WASHINGTON U.S. securities regulators do not plan take any action stemming from an investigation into whether Avon Products Inc executives improperly shared information with analysts, Avon said on Thursday.
The staff of the Securities and Exchange Commission's enforcement division told the company it doesn't intend to recommend any enforcement action against the company, Avon said in a regulatory filing.
The disclosure follows a year-long investigation that led to the firing of Avon's former vice chairman, Chuck Cramb.
The SEC had been examining whether Cramb shared material information with a Citigroup analyst when he spoke to her about a separate bribery probe into the cosmetics company, and told her any misconduct unearthed by that inquiry appeared to be limited to China.
Such information could violate Regulation FD, which bars companies from tipping off analysts and investors about material information. In January, Avon said Cramb was leaving the company in connection with the investigation.
A SEC spokeswoman declined comment.
The conclusion of the disclosure probe lifts one of many clouds over Avon, which is in the process of trying to turn its business around under new CEO Sheri McCoy, who took the reins in April from longtime chief Andrea Jung.

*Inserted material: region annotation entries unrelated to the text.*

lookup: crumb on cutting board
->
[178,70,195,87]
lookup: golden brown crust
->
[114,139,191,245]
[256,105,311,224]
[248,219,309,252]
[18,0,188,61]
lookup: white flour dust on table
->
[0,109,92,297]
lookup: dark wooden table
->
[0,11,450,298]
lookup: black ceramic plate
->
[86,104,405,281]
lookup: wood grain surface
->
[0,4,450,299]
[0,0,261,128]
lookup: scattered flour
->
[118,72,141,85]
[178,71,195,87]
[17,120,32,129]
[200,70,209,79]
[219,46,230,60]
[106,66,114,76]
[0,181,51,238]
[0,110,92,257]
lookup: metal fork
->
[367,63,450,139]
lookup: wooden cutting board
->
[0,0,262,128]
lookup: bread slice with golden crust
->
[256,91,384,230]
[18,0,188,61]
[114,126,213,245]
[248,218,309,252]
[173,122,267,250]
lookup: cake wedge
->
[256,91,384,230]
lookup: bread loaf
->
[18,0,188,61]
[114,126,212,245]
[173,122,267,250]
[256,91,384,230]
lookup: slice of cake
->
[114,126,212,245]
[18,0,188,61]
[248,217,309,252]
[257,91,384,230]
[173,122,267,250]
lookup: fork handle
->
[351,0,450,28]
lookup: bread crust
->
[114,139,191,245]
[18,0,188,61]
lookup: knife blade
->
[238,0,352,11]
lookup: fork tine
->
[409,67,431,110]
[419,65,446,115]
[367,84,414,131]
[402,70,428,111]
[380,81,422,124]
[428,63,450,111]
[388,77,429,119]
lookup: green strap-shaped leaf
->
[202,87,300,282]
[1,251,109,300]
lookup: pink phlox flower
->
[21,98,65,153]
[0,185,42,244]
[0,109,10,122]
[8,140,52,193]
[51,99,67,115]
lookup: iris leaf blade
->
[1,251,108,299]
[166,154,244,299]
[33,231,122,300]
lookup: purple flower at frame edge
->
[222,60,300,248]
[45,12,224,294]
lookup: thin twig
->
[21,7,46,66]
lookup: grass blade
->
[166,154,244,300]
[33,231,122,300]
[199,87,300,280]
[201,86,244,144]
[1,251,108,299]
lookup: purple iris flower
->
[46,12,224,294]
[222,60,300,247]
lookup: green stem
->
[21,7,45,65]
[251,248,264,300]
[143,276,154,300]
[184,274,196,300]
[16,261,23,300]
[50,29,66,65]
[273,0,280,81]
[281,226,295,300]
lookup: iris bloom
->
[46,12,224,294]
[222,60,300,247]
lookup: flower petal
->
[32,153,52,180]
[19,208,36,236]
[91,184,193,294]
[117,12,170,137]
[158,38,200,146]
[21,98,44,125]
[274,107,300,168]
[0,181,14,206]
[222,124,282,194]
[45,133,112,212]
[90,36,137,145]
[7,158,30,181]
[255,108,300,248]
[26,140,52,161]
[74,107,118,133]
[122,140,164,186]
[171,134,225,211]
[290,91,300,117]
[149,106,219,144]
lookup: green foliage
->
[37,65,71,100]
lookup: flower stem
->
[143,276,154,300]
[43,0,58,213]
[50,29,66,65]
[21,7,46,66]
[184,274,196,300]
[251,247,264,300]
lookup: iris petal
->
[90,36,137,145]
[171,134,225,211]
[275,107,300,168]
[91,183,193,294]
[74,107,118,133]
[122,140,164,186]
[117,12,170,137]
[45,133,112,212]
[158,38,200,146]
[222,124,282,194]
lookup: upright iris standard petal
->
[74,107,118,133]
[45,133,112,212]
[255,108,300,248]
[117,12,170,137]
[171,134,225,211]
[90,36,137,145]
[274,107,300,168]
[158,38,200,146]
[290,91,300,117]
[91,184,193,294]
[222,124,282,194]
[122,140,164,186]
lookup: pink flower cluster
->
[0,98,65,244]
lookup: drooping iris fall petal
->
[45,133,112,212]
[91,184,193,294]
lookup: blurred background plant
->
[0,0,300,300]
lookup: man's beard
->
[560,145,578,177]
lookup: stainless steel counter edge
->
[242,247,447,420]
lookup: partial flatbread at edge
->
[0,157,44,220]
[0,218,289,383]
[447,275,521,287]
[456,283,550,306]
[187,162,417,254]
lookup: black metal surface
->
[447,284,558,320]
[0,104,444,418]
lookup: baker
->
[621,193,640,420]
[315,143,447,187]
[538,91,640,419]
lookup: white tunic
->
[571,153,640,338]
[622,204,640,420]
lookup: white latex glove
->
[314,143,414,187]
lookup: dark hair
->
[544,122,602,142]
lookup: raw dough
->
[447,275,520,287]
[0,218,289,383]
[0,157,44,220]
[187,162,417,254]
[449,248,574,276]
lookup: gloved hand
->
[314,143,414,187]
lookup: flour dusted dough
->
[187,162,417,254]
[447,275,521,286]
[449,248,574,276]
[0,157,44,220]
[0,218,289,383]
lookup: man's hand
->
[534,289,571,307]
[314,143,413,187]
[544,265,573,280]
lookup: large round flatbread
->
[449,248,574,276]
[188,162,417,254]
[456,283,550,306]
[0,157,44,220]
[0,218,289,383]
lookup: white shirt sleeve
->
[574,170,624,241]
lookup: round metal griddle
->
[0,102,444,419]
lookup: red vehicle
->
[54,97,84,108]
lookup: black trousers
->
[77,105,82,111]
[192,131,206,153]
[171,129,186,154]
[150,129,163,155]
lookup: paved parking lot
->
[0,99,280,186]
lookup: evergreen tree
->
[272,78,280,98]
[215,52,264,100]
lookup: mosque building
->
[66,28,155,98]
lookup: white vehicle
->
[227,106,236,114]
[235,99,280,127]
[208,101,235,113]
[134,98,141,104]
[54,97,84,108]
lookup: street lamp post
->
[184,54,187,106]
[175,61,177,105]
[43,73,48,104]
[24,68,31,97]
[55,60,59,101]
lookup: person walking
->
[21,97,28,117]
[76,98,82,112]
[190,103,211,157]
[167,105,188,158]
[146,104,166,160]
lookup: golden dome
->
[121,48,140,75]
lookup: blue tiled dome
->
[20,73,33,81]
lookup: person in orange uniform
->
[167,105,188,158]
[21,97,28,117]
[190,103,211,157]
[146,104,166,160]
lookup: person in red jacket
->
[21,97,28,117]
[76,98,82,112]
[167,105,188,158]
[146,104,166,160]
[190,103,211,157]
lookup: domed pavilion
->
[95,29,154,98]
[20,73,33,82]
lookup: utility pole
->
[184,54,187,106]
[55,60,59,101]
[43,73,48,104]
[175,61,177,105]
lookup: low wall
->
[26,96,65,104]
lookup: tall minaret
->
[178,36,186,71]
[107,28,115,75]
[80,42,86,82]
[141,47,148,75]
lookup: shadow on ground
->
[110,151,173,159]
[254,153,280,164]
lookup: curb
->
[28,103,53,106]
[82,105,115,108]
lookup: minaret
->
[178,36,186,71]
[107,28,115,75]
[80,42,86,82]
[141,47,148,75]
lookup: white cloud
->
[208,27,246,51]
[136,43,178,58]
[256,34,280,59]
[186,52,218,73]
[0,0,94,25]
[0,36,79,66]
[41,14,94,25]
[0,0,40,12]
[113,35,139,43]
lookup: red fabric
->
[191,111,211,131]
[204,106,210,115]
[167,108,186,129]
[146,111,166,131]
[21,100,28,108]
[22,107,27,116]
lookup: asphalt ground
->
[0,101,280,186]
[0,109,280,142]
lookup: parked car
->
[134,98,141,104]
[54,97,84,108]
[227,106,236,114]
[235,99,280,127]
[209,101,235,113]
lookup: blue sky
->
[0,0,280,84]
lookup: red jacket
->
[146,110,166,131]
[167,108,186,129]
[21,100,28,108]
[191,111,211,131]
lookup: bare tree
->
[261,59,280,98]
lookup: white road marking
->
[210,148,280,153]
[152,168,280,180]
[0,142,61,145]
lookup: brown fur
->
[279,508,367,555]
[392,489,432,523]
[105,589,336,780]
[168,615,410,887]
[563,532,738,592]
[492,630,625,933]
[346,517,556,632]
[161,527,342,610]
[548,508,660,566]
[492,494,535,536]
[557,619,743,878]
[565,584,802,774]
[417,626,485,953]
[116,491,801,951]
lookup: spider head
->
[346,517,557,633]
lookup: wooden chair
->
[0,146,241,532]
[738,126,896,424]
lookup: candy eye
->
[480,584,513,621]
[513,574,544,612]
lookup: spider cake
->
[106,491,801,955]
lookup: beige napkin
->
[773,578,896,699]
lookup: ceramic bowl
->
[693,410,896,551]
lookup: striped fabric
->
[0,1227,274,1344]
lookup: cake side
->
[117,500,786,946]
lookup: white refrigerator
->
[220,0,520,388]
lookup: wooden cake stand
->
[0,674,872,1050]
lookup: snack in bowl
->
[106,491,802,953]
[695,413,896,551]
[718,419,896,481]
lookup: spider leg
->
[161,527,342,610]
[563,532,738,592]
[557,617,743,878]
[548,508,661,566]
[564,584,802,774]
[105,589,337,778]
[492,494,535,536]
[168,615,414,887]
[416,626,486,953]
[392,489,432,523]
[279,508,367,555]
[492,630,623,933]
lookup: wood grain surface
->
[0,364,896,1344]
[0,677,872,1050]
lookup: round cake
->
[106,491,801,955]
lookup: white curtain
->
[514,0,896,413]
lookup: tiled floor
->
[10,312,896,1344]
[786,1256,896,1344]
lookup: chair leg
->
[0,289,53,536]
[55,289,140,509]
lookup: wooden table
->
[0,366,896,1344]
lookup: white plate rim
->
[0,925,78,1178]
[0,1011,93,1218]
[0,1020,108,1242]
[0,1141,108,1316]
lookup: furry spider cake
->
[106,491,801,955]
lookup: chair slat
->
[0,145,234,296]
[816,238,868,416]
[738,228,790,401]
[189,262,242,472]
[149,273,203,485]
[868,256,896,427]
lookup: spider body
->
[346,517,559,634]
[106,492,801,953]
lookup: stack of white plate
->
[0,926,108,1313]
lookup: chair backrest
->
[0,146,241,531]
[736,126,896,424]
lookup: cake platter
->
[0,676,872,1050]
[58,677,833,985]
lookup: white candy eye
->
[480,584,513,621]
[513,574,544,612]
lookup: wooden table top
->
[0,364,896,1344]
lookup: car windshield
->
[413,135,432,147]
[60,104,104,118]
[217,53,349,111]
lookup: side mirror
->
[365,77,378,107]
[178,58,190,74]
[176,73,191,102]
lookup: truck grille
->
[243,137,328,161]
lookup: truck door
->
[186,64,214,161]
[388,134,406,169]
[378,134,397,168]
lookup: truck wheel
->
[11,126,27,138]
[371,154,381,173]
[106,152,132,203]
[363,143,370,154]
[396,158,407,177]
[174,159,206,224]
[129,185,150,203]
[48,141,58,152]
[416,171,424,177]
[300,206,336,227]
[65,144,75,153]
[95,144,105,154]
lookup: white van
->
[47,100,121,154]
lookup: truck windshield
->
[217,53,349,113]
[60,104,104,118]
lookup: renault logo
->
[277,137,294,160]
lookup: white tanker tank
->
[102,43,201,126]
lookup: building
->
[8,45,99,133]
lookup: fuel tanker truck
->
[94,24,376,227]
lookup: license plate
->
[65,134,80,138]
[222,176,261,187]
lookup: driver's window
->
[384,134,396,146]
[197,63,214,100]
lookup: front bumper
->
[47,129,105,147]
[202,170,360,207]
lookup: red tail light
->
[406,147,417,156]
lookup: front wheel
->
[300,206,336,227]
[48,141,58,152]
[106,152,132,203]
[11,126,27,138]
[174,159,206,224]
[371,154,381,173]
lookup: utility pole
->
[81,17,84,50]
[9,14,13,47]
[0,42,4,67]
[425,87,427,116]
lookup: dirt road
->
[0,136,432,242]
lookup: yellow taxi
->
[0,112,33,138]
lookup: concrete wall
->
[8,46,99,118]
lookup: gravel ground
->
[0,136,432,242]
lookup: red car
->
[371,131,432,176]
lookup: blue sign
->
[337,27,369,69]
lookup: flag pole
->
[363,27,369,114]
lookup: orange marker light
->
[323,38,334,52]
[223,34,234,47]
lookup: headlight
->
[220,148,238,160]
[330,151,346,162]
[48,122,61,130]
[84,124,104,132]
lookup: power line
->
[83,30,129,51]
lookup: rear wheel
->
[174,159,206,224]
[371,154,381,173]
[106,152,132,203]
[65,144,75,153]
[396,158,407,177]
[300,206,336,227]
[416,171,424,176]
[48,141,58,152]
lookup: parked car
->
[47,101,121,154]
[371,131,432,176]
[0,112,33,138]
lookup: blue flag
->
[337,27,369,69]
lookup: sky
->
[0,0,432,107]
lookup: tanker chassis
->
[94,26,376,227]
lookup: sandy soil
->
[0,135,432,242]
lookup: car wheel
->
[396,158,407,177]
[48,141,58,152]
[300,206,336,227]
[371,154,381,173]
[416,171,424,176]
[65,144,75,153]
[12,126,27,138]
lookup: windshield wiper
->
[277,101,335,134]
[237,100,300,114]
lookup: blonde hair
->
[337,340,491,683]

The company launched an internal probe in 2008 into whether its executives had broken U.S. laws meant to prevent companies from paying bribes overseas. The SEC and the Justice Department, which enforce the foreign bribery law, the Foreign Corrupt Practices Act, opened their own inquiries.
The company's investigation initially focused on China, but spread to other countries including Brazil, Russia and France, and has led to dismissals and departures in the past year-and-a-half.
Two months ago, McCoy said on a conference call that Avon was in the early stages of settlement talks for the bribery probe, raising hopes on Wall Street that the company was getting closer to putting an expensive distraction behind it.
A lawyer for the company, Claudius Sokenu of Arnold & Porter, did not immediately respond to a request for comment.